Потом её перевели на должность лаборанта-аппаратчика, к люминесцентным лампам и склянкам с фиолетовыми реактивами: пригодился-таки опыт работы в красноярской Гидрометеослужбе. Но иногда мы с ней заходили в котельную, просто так, "в гости": я сидел в "щитовой", болтал ногами на стуле и, глазея по сторонам, ел с газеты бутерброды и хлебал крепкий чай. Мать в это время разговаривала с подругами.
На "щите" было почти тихо и уютно, дрожали стрелки неведомых циферблатов, иногда громыхал телефон, и томно слезилась копчёная колбаса на портрете Андропова.
Где-то здесь, в "кочегарке", невидимый как Бог, был мой отец. До самого нашего отъезда с Севера он оставался работать в котельной слесарем.
С переходом матери в трест, с ней произошли чудесные изменения.
Во-первых, она стала старше.
Во-вторых, она стала "интереснее".
Вздыбленные, крашенные индийской хной волосы над выбеленным тусклым северным солнцем лбом, стараниями поселковой парикмахерши, асимметрично и модно клонились теперь в правую сторону. На пальце засветился золотой перстень с янтарём, а на мочках ушей - серьги с гранатами - всё дорогие подарки отца.

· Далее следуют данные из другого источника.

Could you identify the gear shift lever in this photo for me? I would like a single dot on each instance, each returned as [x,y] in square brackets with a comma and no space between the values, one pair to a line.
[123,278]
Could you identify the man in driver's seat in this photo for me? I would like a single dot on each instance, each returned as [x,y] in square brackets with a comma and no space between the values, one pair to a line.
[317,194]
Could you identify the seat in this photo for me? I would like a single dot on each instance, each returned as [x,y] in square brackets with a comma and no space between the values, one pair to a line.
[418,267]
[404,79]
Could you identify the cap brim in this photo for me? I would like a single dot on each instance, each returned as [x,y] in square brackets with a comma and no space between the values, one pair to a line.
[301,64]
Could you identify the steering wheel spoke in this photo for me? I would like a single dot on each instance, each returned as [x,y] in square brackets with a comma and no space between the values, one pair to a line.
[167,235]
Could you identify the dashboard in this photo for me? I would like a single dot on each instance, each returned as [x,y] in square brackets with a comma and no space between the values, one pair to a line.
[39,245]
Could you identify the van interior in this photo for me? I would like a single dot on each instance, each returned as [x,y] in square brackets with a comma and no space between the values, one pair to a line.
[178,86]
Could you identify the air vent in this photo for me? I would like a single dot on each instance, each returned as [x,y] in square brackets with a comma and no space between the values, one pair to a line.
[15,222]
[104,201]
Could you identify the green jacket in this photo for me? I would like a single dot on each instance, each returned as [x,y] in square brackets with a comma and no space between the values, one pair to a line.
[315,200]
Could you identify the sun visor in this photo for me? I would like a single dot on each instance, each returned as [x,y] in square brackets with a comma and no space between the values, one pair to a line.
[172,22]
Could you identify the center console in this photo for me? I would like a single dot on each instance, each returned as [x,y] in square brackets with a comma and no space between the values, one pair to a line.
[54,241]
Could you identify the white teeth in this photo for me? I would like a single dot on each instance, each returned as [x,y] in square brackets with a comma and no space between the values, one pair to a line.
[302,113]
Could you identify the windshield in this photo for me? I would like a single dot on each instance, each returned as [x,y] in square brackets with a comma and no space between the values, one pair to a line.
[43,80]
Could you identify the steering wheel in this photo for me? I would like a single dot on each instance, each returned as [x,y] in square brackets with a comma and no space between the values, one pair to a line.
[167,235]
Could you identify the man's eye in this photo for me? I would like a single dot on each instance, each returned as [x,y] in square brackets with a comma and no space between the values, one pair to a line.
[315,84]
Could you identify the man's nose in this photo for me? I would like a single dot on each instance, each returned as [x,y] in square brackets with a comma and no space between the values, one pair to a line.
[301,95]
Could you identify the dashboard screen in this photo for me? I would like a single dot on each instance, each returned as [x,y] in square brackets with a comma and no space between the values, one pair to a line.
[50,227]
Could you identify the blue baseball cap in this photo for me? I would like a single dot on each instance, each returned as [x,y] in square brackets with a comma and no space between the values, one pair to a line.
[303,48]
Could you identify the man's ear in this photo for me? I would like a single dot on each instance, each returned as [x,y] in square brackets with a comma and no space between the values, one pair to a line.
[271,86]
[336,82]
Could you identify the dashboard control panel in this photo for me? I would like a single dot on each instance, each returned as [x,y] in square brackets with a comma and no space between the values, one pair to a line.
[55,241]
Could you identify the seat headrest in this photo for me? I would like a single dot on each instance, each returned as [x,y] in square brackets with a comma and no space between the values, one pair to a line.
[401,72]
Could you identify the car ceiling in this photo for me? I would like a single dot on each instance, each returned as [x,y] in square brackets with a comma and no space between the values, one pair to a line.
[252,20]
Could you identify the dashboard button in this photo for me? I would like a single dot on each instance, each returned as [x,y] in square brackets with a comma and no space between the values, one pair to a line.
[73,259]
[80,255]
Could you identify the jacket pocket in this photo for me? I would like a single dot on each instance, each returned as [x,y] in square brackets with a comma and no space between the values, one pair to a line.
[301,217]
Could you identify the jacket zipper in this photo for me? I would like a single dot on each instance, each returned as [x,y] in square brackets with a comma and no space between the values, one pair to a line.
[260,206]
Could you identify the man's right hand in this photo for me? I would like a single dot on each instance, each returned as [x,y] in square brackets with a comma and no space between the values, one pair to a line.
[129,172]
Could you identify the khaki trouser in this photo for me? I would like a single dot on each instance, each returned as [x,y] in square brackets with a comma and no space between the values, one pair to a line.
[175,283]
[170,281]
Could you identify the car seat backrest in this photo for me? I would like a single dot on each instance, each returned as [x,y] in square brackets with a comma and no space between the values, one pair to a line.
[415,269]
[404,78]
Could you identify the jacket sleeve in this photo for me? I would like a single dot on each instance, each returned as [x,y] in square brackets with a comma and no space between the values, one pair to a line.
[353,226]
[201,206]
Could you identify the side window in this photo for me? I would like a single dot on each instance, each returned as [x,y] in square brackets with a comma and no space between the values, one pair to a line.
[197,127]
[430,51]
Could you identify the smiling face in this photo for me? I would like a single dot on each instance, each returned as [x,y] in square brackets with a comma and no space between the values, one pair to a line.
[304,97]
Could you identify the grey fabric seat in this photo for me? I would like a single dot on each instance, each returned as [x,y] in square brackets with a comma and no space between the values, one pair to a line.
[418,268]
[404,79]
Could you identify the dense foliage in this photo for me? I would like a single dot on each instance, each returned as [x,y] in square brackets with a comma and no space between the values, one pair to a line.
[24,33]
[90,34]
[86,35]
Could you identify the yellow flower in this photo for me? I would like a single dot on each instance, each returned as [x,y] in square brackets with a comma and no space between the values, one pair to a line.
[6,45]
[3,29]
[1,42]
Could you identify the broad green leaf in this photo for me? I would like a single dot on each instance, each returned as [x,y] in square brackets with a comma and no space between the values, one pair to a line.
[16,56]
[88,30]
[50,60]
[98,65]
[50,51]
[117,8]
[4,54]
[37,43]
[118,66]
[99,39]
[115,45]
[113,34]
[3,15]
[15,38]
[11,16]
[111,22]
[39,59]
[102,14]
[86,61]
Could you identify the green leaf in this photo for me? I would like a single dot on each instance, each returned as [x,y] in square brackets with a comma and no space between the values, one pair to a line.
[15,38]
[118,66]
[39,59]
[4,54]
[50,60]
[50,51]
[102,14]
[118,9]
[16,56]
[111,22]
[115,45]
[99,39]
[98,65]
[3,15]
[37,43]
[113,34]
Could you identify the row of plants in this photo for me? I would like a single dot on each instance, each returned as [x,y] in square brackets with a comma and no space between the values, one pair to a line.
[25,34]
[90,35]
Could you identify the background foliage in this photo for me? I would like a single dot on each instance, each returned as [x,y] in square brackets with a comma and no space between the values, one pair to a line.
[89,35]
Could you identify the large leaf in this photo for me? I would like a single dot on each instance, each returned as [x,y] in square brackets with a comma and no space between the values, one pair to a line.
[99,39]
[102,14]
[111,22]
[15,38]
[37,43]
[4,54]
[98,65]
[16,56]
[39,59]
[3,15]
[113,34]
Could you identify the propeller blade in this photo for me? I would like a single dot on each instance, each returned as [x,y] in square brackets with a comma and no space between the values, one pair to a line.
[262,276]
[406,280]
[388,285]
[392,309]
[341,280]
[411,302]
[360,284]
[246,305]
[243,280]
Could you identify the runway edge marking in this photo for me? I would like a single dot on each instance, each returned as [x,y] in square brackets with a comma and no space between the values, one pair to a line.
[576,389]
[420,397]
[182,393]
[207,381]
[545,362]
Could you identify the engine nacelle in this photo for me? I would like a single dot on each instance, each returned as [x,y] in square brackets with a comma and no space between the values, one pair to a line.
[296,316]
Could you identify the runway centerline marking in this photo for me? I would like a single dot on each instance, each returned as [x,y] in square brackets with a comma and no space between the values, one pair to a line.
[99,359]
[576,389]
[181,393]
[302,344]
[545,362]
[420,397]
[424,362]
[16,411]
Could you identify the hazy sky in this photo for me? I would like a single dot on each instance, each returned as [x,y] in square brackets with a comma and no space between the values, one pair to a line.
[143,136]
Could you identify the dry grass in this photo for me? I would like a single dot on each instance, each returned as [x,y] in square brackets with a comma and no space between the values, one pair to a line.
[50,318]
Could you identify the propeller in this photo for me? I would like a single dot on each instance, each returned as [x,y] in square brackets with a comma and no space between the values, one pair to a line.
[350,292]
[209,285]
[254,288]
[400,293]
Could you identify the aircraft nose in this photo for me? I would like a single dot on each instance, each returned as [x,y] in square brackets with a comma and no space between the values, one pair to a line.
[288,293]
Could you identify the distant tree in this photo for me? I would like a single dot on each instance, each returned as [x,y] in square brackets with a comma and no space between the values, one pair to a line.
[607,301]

Теперь, когда она открывала свою сумочку, из неё приятно, малиново пахло помадой, а на полке самодельного секретера появились духи "Быть может..." и "Тет-а-тет".
В детстве я любил разглядывать тот перстень: в ясном, как божий день, янтаре там навечно застыли перламутровые чешуйки жучков и каких-то доисторических хвойных. В последующее безвременье и лихолетье она отнесла его в ювелирную комиссионку.
Ибо жучки жучками, а детей нужно было собирать в школу.
Та же участь постигла и серьги, и обручальные кольца, и прочие немногие её украшения.
Сейчас я думаю, что роль главы семьи несказанно тяготила её. Она не была из породы бойцов, нередких жён-волчиц, по дороге, кажется, растерявших самую свою женственность. В глубине души, ей всегда хотелось спрятаться за чью-нибудь крепкую спину, знать, что отныне и во веки веков она будет надёжно защищена мужем, воином. Стать, наконец, шеей, а не головой.
Ей часто было просто страшно.
Но отец, живший в каком-то своём отдельном и интересном мире, ей такой возможности не дал, и поневоле, в нашей семье восторжествовал противоестественный матриархат. Сладкие пряники и громы с молниями зависели теперь не от Бога-Отца, а от Богини-Матери, а мы с братом - два маленьких смертных, кружили вокруг нее, дудя во все свои флейты и бряцая во все свои кимвалы.
В нашем воспитании, как я уже говорил, она была нетерпеливой и скорой на расправу, но поскольку Костя родился слабеньким, хворым, едва не добитым озверевшим на безвитаминье стафилококком, отношение к нему всегда было чуть более мягким и снисходительным. Меня это всегда по-детски возмущало, но любые попытки бунта тут же без лишних разговоров подавлялись на месте.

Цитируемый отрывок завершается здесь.